Her zaman en beğendiği filmler arasında kalacak olan Olağan Şüpheliler’in yönetmeni Bryan Singer’ın yönettiği Bohemian Rhapsody, “abla”nın etkisinden kurtulmak için çabalamak zorunda kaldığı filmlerden…
Faruk, bir Zerdüşt; birer bavulla ülkelerini terk edip İngiltere’ye göçmüş ailesi, babanın tekrarladığı “iyi niyet, iyi söz, iyi eylem” düsturu uyarınca yaşayıp giderken, havaalanında çalıştığı ara izlediği müzisyenlere katılır. Ortaya koyduğu sıra dışı müzik başlangıçta, piyasanın genel bakışı dışında kalır. Ne mutlu ki –yeni adı ve burcu Başak’ın gezegeni Merkür soyadıyla- Freddie Mercury, kendisi için doğru, uygun insanlarla bir aradadır, hızla üretmeye başlar.
O arada yaşamı boyunca seveceği kadınla, bir zaman sonra da kendisinin bir başka yüzüyle tanışır. Para ve ün çevresine, kendisini sömürmekten başka bir niyeti olmayanları da çeker; yanılmasına, ailesi saydığı grubundan kopmasına neden olur. Bütün bu harala gürele içinde Freddie Mercury, hangi sesin ne kadar tiz olması gerektiğini hiç bocalamadan bilir. Davul üzerinde bozuk paralar, su vs. kullanarak tınının derinine dalar, muhteşem sesini etkileyebileceğini düşünerek, dişleriyle ilgili sıkıntı duysa da bir şey yapmaz.

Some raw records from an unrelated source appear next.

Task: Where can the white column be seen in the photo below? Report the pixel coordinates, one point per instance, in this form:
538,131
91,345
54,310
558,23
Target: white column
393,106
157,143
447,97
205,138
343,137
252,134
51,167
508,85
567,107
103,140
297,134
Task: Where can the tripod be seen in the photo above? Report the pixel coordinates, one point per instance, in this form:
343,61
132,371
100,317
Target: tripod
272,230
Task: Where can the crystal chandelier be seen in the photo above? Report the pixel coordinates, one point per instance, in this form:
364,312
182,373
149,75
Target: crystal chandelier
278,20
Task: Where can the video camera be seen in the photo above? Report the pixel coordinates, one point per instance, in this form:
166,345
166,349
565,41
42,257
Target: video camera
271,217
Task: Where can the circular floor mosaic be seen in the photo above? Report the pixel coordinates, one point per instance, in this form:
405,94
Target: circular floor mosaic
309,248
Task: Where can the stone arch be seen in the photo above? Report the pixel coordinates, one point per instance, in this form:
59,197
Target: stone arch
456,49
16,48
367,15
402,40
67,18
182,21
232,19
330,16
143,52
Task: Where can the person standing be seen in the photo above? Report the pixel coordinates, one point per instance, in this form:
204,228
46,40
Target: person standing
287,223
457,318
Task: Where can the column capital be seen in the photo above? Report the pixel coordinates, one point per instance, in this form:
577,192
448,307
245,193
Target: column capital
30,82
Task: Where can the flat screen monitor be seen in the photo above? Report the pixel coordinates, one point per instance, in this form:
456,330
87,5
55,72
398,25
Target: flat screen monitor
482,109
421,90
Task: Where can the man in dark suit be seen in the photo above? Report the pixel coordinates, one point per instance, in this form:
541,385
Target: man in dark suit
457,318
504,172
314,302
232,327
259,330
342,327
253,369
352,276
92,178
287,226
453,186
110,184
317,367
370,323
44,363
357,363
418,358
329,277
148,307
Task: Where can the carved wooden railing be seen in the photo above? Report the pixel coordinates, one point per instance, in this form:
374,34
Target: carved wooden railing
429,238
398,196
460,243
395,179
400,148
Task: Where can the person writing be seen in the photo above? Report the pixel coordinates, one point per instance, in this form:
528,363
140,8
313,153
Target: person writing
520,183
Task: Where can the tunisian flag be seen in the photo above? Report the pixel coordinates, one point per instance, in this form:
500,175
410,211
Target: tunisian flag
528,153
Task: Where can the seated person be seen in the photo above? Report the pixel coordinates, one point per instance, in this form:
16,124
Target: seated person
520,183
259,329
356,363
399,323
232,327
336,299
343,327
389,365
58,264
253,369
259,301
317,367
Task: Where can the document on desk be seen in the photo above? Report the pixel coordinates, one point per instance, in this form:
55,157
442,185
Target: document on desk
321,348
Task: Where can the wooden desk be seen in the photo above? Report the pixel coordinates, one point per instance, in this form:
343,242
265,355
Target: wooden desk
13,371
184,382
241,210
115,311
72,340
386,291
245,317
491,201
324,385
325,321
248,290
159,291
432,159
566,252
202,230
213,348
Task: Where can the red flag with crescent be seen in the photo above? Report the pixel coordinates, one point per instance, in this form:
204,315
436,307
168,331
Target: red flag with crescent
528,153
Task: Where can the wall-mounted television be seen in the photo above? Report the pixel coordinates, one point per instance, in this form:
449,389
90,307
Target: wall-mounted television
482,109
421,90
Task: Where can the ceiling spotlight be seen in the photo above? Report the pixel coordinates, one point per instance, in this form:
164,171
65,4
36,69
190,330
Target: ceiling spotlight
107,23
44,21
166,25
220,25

25 Kasım 1991’de öldüğünde “abla”, bir bilgenin daha, -sevap ile günah arasına sıkışmış, kendini ifade ne kelime, suçluluk duygusuyla yandığı cehennemini ayağı dibinde yaratmış ademoğlu/kızının tersine-, Dünya’dan, tam olması hatta hepimizin yapması gerektiği gibi, şarkısını söyleyip sahneden ayrıldığının bilincindedir.